Import duties: EU and Kenya on the way to free trade agreements

Status: 06/19/2023 2:14 p.m

The EU and Kenya have agreed on a free trade agreement. Import duties are to be eliminated in the future. Kenya sees this as a great opportunity – but there are also skeptical voices.

Flowers are being prepared for export at Pentaflowers, a company just outside the Kenyan capital of Nairobi. Hundreds of roses in all colors – many of them are sold in Germany.

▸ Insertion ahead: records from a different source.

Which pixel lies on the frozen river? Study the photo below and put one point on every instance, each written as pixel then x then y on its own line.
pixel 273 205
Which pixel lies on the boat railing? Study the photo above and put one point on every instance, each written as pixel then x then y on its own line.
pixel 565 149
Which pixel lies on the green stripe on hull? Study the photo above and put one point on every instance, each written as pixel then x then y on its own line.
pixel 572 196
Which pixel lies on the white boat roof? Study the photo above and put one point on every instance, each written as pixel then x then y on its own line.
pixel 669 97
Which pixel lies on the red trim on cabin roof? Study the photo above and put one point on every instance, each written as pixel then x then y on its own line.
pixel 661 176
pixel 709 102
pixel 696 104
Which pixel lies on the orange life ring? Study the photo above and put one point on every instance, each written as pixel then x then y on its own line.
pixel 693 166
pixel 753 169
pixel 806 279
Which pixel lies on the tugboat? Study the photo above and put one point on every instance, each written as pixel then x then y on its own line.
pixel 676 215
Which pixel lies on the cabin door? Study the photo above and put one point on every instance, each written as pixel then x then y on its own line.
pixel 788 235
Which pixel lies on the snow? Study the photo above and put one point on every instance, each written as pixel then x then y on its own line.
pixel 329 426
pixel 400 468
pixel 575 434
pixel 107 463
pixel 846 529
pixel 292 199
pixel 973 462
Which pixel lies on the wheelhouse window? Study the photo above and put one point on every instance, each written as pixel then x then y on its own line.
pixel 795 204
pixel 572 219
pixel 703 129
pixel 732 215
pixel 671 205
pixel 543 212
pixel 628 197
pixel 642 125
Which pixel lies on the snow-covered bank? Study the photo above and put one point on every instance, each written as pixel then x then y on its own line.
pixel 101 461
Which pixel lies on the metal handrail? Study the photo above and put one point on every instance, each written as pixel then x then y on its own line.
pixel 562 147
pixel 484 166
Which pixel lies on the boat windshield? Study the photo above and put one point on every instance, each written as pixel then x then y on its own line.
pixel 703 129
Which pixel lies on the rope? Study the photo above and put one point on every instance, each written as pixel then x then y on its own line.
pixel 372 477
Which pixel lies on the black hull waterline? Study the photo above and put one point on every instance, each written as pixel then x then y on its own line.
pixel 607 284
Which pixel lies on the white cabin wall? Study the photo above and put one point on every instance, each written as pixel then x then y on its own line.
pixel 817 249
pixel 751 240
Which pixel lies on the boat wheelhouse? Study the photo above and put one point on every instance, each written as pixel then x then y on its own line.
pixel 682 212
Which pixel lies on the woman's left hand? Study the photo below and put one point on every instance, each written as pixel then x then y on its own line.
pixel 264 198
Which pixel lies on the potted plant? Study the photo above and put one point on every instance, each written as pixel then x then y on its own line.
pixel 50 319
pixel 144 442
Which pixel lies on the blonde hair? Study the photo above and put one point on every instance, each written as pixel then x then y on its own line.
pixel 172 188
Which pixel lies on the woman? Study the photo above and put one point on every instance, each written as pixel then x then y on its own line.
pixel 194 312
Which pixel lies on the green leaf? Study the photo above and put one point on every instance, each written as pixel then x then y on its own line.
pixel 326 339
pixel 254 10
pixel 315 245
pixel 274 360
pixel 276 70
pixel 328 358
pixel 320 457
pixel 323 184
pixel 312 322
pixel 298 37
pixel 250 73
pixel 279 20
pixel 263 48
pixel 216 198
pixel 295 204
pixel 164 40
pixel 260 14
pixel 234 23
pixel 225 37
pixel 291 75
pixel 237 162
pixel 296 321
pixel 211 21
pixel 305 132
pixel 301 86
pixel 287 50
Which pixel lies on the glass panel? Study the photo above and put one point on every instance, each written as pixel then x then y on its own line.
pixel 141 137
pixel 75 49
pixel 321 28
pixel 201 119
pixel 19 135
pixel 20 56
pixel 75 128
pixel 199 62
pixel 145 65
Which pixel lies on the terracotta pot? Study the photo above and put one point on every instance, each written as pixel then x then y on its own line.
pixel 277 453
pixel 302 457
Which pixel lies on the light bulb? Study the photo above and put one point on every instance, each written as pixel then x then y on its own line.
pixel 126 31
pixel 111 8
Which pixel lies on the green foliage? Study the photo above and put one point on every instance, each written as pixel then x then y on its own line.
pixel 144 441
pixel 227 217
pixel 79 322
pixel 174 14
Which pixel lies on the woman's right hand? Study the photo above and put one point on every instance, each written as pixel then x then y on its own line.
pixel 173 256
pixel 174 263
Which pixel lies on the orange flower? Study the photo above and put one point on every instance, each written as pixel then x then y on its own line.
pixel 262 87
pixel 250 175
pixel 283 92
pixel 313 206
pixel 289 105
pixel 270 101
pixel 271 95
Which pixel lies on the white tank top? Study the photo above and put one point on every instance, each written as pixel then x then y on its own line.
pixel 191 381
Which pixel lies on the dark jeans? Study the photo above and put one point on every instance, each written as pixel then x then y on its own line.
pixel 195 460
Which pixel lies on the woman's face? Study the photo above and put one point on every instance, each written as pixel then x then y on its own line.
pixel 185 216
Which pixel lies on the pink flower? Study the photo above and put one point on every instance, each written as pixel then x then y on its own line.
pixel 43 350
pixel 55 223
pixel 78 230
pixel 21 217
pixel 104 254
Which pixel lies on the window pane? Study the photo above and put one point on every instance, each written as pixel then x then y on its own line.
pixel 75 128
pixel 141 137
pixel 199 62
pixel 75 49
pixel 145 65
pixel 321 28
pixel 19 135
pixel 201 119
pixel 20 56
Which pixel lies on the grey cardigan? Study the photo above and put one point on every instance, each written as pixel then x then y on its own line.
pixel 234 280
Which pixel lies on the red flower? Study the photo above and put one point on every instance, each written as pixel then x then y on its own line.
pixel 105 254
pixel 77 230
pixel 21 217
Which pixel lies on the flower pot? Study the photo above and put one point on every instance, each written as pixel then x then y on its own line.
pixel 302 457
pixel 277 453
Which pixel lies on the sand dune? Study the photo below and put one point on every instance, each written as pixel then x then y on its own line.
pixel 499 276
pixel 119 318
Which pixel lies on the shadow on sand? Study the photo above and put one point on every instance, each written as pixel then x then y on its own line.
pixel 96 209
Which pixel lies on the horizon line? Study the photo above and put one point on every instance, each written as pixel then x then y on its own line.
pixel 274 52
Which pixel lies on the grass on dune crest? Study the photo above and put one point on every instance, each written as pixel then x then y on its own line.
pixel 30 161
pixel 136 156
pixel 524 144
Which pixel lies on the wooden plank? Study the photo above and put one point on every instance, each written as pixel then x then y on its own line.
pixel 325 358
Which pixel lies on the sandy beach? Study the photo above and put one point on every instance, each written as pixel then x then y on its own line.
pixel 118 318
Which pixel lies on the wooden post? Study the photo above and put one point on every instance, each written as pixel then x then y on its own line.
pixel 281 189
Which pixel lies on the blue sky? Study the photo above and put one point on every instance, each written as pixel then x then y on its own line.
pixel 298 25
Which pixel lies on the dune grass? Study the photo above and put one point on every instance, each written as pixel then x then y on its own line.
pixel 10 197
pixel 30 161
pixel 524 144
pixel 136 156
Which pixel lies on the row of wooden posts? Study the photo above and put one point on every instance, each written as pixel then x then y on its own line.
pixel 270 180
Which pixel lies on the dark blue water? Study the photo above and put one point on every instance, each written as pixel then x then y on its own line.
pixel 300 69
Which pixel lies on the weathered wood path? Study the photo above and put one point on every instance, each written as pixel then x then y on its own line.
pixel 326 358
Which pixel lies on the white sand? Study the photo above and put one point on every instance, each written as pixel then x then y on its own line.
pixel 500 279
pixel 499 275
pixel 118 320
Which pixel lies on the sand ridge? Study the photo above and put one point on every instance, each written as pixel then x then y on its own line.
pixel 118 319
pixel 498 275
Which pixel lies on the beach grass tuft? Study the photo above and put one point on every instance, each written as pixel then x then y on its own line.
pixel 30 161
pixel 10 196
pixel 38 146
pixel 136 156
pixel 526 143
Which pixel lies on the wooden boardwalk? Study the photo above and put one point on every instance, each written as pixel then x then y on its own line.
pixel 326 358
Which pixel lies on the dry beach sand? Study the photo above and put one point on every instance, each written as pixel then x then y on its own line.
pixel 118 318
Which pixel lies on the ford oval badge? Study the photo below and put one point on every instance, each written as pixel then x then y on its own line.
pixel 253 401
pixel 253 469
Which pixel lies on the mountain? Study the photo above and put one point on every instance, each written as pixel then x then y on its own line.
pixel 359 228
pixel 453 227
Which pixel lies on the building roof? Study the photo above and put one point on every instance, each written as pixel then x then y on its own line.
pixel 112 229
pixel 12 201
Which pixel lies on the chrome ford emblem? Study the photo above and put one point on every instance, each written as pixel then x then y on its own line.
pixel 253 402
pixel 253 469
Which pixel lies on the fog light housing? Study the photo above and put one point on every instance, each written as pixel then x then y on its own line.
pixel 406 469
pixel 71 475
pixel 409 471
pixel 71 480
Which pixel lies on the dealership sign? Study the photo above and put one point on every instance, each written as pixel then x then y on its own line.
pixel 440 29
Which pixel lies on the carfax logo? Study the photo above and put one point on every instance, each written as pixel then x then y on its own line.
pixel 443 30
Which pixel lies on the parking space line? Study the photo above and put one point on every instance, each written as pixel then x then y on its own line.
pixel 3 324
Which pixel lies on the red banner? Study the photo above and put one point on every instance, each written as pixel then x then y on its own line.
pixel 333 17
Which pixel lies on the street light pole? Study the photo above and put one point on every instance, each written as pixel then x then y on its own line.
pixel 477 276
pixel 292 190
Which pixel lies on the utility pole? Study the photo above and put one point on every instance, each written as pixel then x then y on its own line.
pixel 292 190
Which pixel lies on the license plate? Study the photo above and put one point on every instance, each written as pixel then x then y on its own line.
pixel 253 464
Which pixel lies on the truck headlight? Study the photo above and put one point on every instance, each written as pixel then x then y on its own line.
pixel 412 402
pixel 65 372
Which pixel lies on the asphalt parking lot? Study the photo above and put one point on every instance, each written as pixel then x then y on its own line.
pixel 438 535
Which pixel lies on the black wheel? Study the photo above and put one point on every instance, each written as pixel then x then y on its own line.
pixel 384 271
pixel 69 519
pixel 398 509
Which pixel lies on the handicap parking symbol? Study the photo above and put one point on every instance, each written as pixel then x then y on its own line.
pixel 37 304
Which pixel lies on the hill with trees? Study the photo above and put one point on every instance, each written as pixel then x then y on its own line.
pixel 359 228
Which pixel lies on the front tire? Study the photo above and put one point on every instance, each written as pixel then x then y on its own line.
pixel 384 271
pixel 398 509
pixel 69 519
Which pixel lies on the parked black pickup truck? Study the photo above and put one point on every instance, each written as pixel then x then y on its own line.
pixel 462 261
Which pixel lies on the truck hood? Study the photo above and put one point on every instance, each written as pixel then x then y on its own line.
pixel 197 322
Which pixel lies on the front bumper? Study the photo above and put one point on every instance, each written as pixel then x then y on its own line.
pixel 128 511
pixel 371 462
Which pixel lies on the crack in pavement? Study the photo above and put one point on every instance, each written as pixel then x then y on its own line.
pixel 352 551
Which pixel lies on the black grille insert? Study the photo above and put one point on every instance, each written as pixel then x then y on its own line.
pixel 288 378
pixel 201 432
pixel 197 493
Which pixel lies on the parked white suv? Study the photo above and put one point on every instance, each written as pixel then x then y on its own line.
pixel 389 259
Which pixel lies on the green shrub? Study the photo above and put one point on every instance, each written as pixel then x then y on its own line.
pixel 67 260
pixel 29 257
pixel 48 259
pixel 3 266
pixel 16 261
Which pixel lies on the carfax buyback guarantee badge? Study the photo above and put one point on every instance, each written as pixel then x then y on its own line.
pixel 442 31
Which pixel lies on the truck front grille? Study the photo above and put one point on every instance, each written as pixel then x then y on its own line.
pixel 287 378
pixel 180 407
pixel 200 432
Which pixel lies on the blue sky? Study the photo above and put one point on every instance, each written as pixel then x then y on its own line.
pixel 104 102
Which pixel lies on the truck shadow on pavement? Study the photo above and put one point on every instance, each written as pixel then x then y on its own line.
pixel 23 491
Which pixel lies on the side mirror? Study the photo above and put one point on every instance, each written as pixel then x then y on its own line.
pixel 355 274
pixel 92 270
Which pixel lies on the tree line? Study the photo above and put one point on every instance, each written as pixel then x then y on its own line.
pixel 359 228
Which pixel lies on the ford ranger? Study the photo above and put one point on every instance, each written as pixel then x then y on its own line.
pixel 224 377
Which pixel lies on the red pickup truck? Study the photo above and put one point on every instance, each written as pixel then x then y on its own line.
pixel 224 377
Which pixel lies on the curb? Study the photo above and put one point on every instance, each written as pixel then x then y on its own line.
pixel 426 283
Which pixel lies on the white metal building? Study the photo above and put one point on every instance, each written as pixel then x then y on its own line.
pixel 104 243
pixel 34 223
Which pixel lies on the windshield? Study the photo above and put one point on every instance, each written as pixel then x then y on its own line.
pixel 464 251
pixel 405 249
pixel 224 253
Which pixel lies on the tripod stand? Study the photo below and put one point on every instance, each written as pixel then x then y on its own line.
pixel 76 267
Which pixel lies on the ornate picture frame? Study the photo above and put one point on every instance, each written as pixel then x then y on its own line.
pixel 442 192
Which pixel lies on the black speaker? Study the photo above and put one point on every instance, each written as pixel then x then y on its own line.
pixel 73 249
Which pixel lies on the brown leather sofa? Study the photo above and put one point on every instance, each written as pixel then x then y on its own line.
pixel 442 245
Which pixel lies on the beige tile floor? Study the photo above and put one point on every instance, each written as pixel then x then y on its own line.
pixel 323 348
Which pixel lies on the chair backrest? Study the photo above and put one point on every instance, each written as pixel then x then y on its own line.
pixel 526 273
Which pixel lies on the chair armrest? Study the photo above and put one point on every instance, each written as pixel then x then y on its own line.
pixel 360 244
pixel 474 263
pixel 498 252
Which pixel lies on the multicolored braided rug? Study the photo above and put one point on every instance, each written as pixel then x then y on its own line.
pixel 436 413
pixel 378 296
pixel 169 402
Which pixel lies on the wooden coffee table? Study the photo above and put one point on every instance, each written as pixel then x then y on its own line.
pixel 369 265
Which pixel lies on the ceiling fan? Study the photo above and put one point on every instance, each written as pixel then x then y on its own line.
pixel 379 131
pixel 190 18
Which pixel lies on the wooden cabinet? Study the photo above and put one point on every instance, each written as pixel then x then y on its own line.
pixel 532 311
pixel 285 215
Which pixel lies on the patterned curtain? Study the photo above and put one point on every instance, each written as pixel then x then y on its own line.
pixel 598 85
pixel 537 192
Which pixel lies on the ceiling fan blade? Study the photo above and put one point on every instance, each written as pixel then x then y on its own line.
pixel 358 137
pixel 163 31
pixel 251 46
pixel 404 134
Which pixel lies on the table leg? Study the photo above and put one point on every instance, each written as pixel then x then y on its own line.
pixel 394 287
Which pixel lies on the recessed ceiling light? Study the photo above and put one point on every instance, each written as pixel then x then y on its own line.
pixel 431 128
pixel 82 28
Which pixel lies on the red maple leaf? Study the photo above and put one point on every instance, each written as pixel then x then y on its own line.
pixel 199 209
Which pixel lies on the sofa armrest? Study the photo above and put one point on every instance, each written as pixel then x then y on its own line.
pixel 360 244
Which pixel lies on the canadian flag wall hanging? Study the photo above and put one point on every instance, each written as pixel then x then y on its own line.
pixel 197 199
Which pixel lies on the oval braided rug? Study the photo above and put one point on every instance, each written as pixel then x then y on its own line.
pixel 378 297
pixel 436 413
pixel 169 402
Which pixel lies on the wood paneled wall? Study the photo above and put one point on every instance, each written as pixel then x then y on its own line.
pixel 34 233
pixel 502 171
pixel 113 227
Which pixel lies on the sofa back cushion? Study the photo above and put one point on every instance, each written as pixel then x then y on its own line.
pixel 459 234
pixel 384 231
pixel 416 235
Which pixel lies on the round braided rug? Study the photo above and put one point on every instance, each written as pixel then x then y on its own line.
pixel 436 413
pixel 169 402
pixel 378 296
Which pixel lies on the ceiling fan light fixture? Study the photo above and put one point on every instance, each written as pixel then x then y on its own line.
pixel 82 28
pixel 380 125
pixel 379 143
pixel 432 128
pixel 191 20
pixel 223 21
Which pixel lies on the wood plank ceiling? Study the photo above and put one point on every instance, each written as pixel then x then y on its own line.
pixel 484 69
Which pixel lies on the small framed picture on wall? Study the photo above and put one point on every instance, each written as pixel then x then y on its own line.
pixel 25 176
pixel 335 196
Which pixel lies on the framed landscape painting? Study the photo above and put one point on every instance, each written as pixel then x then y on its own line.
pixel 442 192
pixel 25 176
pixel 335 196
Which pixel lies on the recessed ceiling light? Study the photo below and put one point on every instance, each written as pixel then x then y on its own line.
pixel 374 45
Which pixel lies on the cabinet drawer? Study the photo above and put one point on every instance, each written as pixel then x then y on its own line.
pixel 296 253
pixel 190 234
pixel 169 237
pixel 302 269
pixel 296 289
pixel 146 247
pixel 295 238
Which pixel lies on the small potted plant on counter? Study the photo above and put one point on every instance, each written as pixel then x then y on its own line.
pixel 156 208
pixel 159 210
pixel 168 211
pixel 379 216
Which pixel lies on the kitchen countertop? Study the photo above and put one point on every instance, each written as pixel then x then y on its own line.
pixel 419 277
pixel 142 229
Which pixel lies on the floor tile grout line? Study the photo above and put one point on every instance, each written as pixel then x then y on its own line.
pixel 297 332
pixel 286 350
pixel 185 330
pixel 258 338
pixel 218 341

Company boss Sabine Kontos explains that up to 300,000 flowers are sent out every day. “For us, it really works like this: we harvest and process the flowers in the morning, in the afternoon they are already on their way to the airport and in the evening they are already flying out.”

EU is Kenya’s most important export market

Alongside coffee and tea, roses are an important export commodity for Kenya. In future, the flowers will be able to be imported permanently duty-free onto the European market. To this end, the EU and Kenya have drawn up a trade agreement.

“We are not starting from scratch,” said EU Commission Vice-President Valdis Dombrovskis, responsible for foreign trade, in Nairobi. “The EU is already one of Kenya’s most important trading partners. The flower industry exports 70 percent of its goods to Europe. This creates an estimated two and a half million direct and indirect jobs in the country.”

promoting sustainability

The agreement also means that the European Union wants to promote sustainable cultivation and transport methods in Kenya. In future, for example, roses should be carried out more on ships than on cargo planes in order to cause fewer CO2 emissions.

Kenya’s President William Ruto sees the agreement as an opportunity to further advance the economy of the East African country. “The European Union is Kenya’s second most important development partner after the World Bank. This shows the great partnership between our country and the EU.”

Duty-free imports from the EU

Kenya will only gradually open its market to duty-free imports from European countries. There should be protective measures for agriculture so that products from Europe do not destroy the domestic market.

Kenyan economics expert James Shikwati is nevertheless skeptical about the agreement. “The imbalance is huge. In my view, there are more advantages for the European Union. It will set the rules and standards. For example, Germany recently put a supply chain law into force and the trading partners have to comply with it. Here too, Kenya does not set itself set the rules.”

Africa important for the EU

Before the agreement can come into force, the EU Parliament and the member states still have to approve it. The European Union hopes that Kenya can open the door to similar agreements with other countries in East Africa.

Commitment to the continent is important for the EU because the growing population is creating an increasingly important sales market. The trade agreement with Kenya is also intended to help counter China’s growing influence in the region.

More security for companies

For Pentaflowers boss Sabine Kontos, the agreement means that after the uncertainties caused by the corona pandemic and the Ukraine war, there is more planning security for her flower farm again. She is glad that trade relations with European countries will soon be put on even more secure footing. “We’re looking forward to it, of course. And we’re more optimistic about the future.”